Intervention/Treatment: The trial is testing PF614 capsules, an extended-release oral pain drug designed as a prodrug of oxycodone, in doses of 25 mg, 37.5 mg, and 50 mg. These are compared to a placebo capsule. The intent is to provide steady pain relief after surgery while aiming for a safer, more controlled profile than standard opioids.

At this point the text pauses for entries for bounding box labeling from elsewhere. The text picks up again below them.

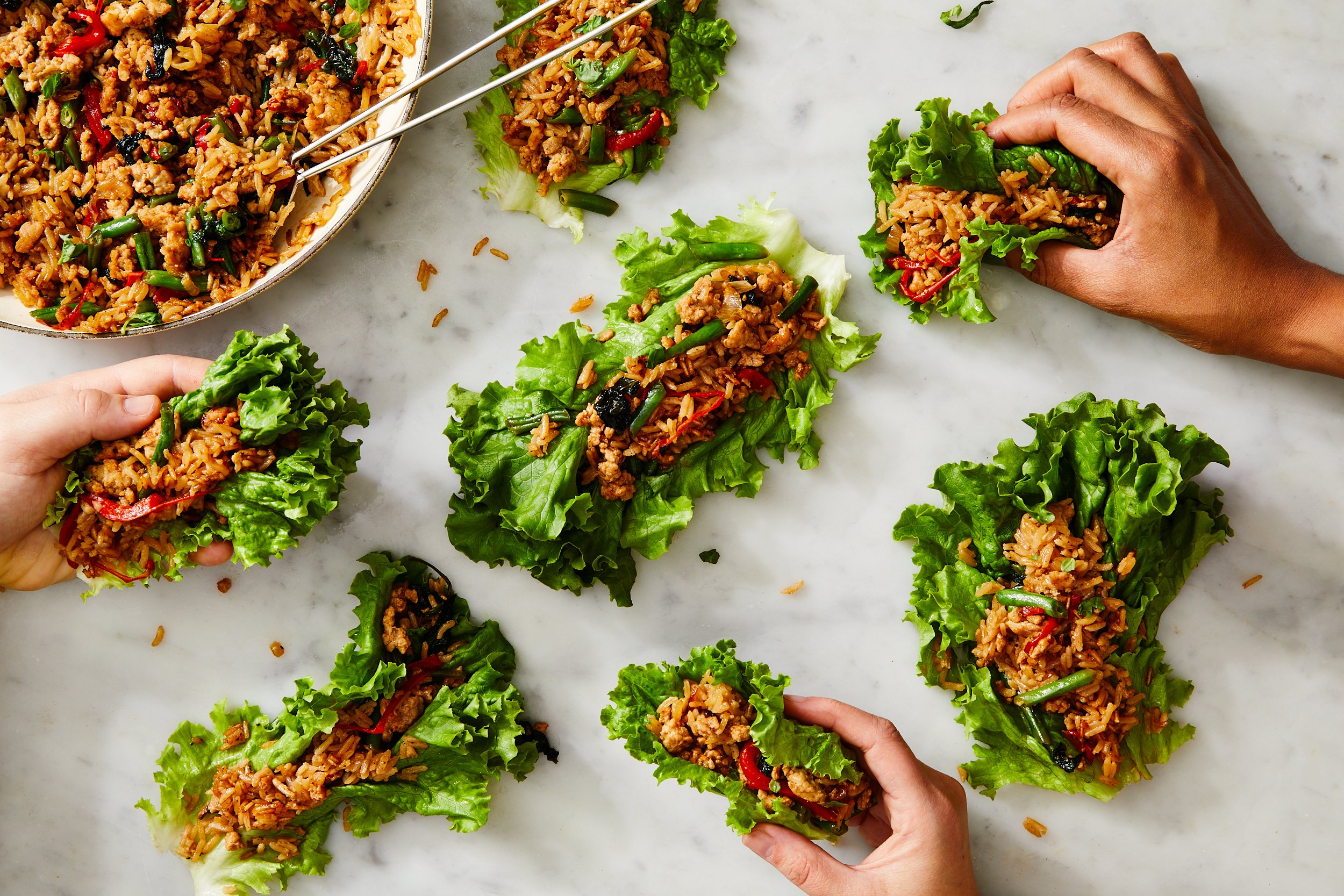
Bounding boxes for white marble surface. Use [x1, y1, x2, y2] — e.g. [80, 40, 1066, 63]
[0, 0, 1344, 896]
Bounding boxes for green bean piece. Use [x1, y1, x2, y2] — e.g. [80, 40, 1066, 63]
[4, 68, 28, 111]
[561, 189, 621, 218]
[780, 274, 817, 321]
[993, 589, 1064, 619]
[136, 230, 159, 270]
[647, 320, 728, 367]
[90, 212, 144, 239]
[631, 383, 668, 435]
[504, 407, 574, 435]
[589, 125, 606, 164]
[1018, 669, 1097, 707]
[62, 132, 83, 170]
[691, 243, 770, 262]
[42, 71, 66, 99]
[145, 270, 210, 293]
[546, 106, 583, 125]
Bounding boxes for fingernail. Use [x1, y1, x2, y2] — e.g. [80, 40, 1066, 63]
[742, 828, 774, 861]
[121, 395, 159, 417]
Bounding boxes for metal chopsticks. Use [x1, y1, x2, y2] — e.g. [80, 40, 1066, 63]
[293, 0, 663, 187]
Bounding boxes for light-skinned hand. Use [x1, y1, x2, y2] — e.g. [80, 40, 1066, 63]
[985, 33, 1344, 376]
[0, 355, 234, 591]
[742, 696, 978, 896]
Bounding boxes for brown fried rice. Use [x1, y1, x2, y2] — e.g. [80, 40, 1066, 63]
[0, 0, 422, 333]
[648, 672, 873, 825]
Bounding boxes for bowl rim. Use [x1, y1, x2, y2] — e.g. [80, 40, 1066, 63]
[0, 0, 434, 340]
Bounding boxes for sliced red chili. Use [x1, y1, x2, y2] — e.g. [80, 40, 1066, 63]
[606, 109, 663, 152]
[51, 0, 108, 56]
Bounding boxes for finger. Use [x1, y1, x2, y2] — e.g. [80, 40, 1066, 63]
[0, 355, 211, 403]
[1004, 242, 1110, 306]
[784, 696, 927, 793]
[0, 388, 160, 474]
[985, 92, 1161, 192]
[191, 541, 234, 567]
[1008, 47, 1174, 129]
[742, 825, 856, 896]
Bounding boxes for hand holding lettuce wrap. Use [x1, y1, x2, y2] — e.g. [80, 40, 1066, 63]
[0, 355, 233, 591]
[985, 33, 1344, 376]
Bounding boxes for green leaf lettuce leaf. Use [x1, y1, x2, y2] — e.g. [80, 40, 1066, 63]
[602, 641, 862, 842]
[467, 0, 737, 242]
[445, 203, 878, 606]
[137, 552, 538, 896]
[859, 97, 1124, 324]
[45, 326, 368, 597]
[894, 392, 1233, 801]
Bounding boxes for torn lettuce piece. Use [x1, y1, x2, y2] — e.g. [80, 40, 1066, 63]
[894, 392, 1233, 801]
[445, 203, 878, 606]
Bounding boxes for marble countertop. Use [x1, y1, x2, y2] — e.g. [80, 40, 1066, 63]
[0, 0, 1344, 896]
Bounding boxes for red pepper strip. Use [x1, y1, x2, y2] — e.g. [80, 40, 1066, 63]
[89, 560, 155, 584]
[85, 81, 112, 152]
[606, 107, 663, 152]
[85, 492, 210, 522]
[336, 653, 444, 735]
[1027, 617, 1059, 656]
[738, 740, 840, 822]
[900, 270, 957, 305]
[51, 0, 108, 56]
[653, 392, 725, 454]
[738, 367, 773, 390]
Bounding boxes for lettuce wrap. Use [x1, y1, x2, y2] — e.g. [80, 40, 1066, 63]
[136, 552, 554, 896]
[45, 326, 368, 597]
[894, 392, 1233, 801]
[445, 203, 878, 606]
[467, 0, 737, 242]
[602, 641, 864, 842]
[859, 97, 1124, 324]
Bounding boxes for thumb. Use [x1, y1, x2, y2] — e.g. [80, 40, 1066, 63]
[1004, 240, 1106, 305]
[5, 388, 160, 471]
[742, 825, 856, 896]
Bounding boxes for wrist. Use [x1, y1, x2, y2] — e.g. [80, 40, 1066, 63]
[1262, 259, 1344, 377]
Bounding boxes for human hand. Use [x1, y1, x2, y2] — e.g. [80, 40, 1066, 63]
[985, 33, 1344, 376]
[0, 355, 234, 591]
[742, 696, 977, 896]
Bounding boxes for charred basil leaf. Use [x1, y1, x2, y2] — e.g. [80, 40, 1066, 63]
[593, 376, 640, 433]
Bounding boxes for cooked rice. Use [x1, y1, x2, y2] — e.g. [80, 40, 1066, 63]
[176, 578, 465, 861]
[61, 406, 280, 576]
[973, 498, 1145, 785]
[496, 0, 683, 196]
[878, 153, 1118, 301]
[574, 261, 828, 501]
[0, 0, 422, 333]
[648, 672, 873, 825]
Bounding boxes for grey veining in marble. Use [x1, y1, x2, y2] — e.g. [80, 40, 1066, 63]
[0, 0, 1344, 896]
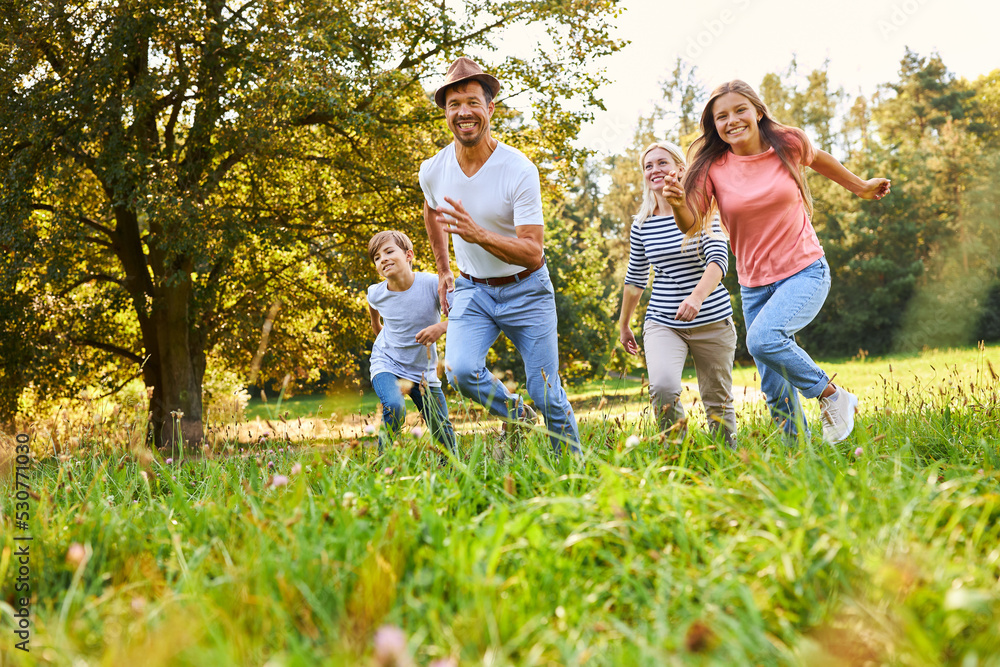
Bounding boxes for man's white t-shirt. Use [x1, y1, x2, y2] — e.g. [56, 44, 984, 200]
[420, 142, 544, 278]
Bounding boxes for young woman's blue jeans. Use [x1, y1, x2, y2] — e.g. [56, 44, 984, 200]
[740, 257, 830, 436]
[445, 266, 580, 452]
[372, 373, 456, 454]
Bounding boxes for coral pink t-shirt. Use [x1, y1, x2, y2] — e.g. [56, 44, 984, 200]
[705, 135, 823, 287]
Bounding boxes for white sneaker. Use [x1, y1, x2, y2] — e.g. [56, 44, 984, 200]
[819, 387, 858, 445]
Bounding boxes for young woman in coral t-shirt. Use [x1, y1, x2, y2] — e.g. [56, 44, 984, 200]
[663, 80, 889, 443]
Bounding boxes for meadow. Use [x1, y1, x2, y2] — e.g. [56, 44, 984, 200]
[0, 346, 1000, 667]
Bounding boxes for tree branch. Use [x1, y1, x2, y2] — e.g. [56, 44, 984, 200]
[31, 204, 115, 240]
[59, 273, 125, 297]
[69, 338, 145, 364]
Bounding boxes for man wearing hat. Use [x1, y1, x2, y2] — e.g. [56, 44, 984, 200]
[420, 57, 580, 452]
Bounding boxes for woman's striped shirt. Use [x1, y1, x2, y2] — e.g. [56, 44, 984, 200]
[625, 215, 733, 329]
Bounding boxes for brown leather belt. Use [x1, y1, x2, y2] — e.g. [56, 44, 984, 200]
[458, 257, 545, 287]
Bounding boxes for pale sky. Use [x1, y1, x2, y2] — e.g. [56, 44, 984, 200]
[498, 0, 1000, 153]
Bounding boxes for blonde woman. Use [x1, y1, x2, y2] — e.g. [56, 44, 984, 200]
[618, 142, 736, 447]
[664, 79, 890, 444]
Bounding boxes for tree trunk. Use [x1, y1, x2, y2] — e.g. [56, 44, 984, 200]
[150, 273, 206, 452]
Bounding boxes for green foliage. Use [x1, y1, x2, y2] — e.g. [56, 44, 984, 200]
[0, 0, 620, 442]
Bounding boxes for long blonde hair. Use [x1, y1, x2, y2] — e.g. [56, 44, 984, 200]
[632, 141, 687, 228]
[684, 79, 813, 237]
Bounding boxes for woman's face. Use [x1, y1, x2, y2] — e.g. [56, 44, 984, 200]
[712, 93, 764, 155]
[642, 146, 684, 192]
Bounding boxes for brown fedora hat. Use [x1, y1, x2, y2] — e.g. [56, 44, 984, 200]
[434, 56, 500, 109]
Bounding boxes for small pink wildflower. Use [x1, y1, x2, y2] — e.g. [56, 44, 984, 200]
[375, 625, 406, 666]
[66, 542, 87, 567]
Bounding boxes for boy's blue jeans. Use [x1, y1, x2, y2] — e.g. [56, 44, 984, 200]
[445, 266, 580, 452]
[372, 373, 457, 454]
[740, 257, 830, 437]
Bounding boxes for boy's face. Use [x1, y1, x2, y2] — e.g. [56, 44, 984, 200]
[372, 241, 413, 278]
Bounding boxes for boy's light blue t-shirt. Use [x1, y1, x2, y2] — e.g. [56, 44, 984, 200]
[368, 273, 441, 387]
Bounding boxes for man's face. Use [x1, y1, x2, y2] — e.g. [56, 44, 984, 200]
[444, 81, 494, 148]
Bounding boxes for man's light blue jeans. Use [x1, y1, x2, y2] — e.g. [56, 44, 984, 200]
[445, 265, 580, 452]
[740, 257, 830, 437]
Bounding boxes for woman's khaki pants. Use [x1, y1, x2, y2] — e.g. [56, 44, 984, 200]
[643, 317, 736, 444]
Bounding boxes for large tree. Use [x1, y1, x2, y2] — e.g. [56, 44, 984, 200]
[0, 0, 618, 444]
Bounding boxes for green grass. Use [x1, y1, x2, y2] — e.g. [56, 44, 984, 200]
[0, 347, 1000, 666]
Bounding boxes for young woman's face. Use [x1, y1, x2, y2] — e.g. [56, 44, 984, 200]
[642, 146, 684, 192]
[712, 93, 764, 155]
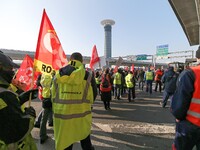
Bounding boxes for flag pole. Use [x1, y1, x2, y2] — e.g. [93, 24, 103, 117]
[28, 66, 35, 107]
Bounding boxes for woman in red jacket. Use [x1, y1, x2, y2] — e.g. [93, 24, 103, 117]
[100, 68, 112, 110]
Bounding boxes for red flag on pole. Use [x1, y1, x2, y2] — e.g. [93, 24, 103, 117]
[113, 66, 118, 73]
[14, 55, 37, 91]
[90, 45, 100, 70]
[34, 9, 67, 73]
[131, 64, 134, 72]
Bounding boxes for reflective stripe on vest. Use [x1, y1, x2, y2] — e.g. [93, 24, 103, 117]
[113, 72, 121, 85]
[54, 73, 92, 120]
[146, 71, 153, 80]
[125, 74, 133, 88]
[186, 66, 200, 127]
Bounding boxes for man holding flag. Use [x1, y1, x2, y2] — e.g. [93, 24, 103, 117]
[52, 52, 97, 150]
[34, 9, 67, 144]
[90, 45, 100, 70]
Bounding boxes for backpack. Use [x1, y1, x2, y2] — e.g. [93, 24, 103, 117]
[102, 74, 109, 88]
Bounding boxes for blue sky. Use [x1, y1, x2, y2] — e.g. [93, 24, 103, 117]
[0, 0, 197, 57]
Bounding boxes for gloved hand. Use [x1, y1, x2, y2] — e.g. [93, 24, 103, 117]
[25, 106, 36, 118]
[19, 89, 38, 105]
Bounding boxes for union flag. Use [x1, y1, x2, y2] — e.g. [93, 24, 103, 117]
[34, 9, 67, 73]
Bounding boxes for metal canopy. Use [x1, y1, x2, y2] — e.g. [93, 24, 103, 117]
[168, 0, 200, 46]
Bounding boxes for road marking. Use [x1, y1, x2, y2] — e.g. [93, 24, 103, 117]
[93, 123, 175, 134]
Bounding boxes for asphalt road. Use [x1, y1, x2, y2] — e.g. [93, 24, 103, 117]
[31, 87, 175, 150]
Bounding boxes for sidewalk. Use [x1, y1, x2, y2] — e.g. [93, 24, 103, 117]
[32, 124, 131, 150]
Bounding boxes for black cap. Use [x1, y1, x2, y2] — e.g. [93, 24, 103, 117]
[0, 51, 19, 68]
[196, 46, 200, 58]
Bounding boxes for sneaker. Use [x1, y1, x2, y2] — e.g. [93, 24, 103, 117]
[49, 122, 53, 127]
[160, 102, 166, 108]
[34, 123, 40, 128]
[40, 136, 49, 144]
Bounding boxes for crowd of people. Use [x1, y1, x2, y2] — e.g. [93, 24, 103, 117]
[0, 49, 200, 150]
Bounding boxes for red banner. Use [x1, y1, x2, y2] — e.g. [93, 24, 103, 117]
[90, 45, 100, 70]
[34, 9, 67, 73]
[131, 64, 134, 72]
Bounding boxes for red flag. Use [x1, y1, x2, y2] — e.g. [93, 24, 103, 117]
[34, 9, 67, 73]
[90, 45, 100, 70]
[131, 64, 134, 72]
[14, 55, 37, 91]
[113, 66, 118, 73]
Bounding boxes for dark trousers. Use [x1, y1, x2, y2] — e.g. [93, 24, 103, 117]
[154, 81, 162, 92]
[174, 120, 200, 150]
[114, 84, 121, 99]
[65, 135, 94, 150]
[162, 90, 173, 107]
[128, 87, 135, 102]
[138, 80, 144, 90]
[103, 101, 110, 109]
[146, 80, 153, 94]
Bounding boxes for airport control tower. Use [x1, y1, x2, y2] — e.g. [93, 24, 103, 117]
[101, 19, 115, 58]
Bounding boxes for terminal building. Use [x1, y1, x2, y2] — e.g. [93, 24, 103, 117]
[0, 49, 167, 68]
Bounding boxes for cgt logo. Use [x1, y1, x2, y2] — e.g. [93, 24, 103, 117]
[42, 64, 53, 73]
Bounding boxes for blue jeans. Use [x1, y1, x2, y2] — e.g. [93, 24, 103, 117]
[146, 80, 153, 94]
[114, 84, 121, 99]
[40, 108, 53, 139]
[174, 120, 200, 150]
[162, 90, 173, 107]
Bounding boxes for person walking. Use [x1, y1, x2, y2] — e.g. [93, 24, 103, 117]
[34, 74, 53, 128]
[0, 51, 38, 150]
[154, 68, 163, 93]
[144, 67, 154, 95]
[160, 66, 179, 108]
[100, 68, 112, 110]
[125, 70, 136, 102]
[138, 68, 145, 91]
[113, 69, 122, 100]
[171, 47, 200, 150]
[40, 71, 55, 144]
[95, 70, 101, 95]
[52, 52, 97, 150]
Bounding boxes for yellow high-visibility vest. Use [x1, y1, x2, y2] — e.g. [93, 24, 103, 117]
[52, 60, 93, 150]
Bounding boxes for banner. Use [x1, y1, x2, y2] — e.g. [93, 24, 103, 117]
[90, 45, 100, 70]
[14, 55, 37, 91]
[116, 56, 123, 67]
[131, 64, 134, 72]
[34, 9, 67, 73]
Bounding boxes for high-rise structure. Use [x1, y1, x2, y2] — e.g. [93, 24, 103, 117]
[101, 19, 115, 58]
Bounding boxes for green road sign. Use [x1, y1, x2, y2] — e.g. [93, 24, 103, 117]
[136, 55, 147, 60]
[156, 44, 169, 56]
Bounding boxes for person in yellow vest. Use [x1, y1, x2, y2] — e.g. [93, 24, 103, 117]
[125, 70, 135, 102]
[171, 47, 200, 150]
[0, 51, 37, 150]
[95, 70, 101, 95]
[52, 52, 97, 150]
[144, 67, 154, 94]
[113, 69, 122, 100]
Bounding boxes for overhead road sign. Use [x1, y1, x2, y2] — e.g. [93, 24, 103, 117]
[168, 0, 200, 46]
[156, 44, 169, 56]
[136, 54, 148, 60]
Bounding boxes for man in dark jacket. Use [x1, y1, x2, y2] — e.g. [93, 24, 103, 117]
[0, 51, 37, 150]
[160, 66, 178, 108]
[171, 49, 200, 150]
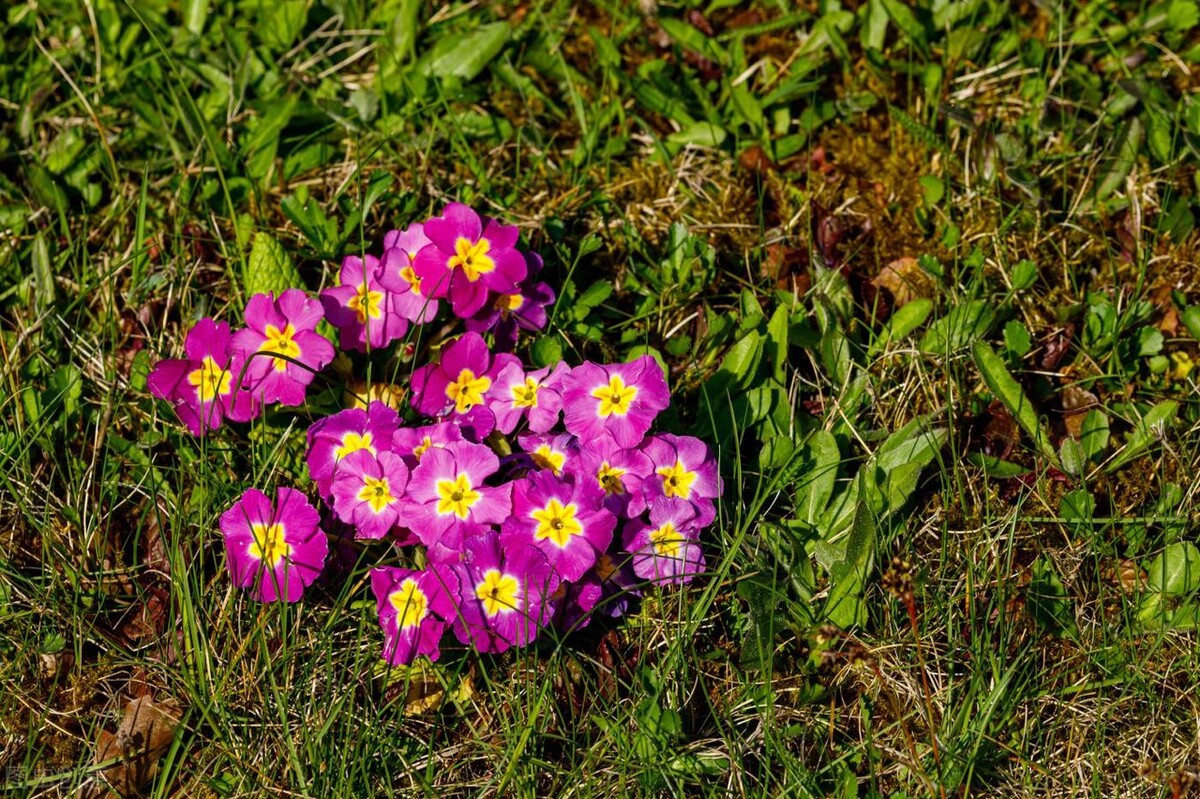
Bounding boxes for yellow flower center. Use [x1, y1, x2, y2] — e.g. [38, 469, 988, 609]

Study Design: The study is interventional and randomized, meaning participants are assigned by chance to PF614 or placebo. It uses a parallel design, so each patient receives only one treatment throughout the study. It is quadruple-blinded: patients, care providers, investigators, and outcome assessors do not know who receives PF614 or placebo. The main purpose is treatment, focusing on pain reduction and safety in people with moderate to severe pain after abdominoplasty.
Study Timeline: The trial was first submitted on September 16, 2024, signaling the formal start of regulatory tracking and site activation. The study is currently listed as “recruiting,” showing that patient enrollment is in progress and primary completion is still ahead. The most recent update was submitted on January 4, 2026, indicating that the protocol and status have been recently reviewed and kept current, which matters for investors watching trial momentum and execution.
Market Implications: For Ensysce, positive Phase 3 data from PF614-301 could support a key value driver: the potential approval of PF614 in acute post-surgical pain, a large, competitive market dominated by generic opioids and a few newer abuse-deterrent products. Clear evidence of effective pain relief with a differentiated safety or misuse profile could boost ENSC’s valuation, improve access to partnership deals, and support future capital raises. Conversely, weak efficacy or safety concerns could pressure the stock. Investors should also weigh the broader opioid and pain-management landscape, where regulators and payers scrutinize new opioids closely. The fresh update in January 2026 confirms that the study is active and progressing, which may support sentiment among existing shareholders while leaving near-term performance tied to upcoming data milestones.
The PF614 Phase 3 study remains ongoing and recently updated, with further details available on the ClinicalTrials.gov portal under NCT06602271.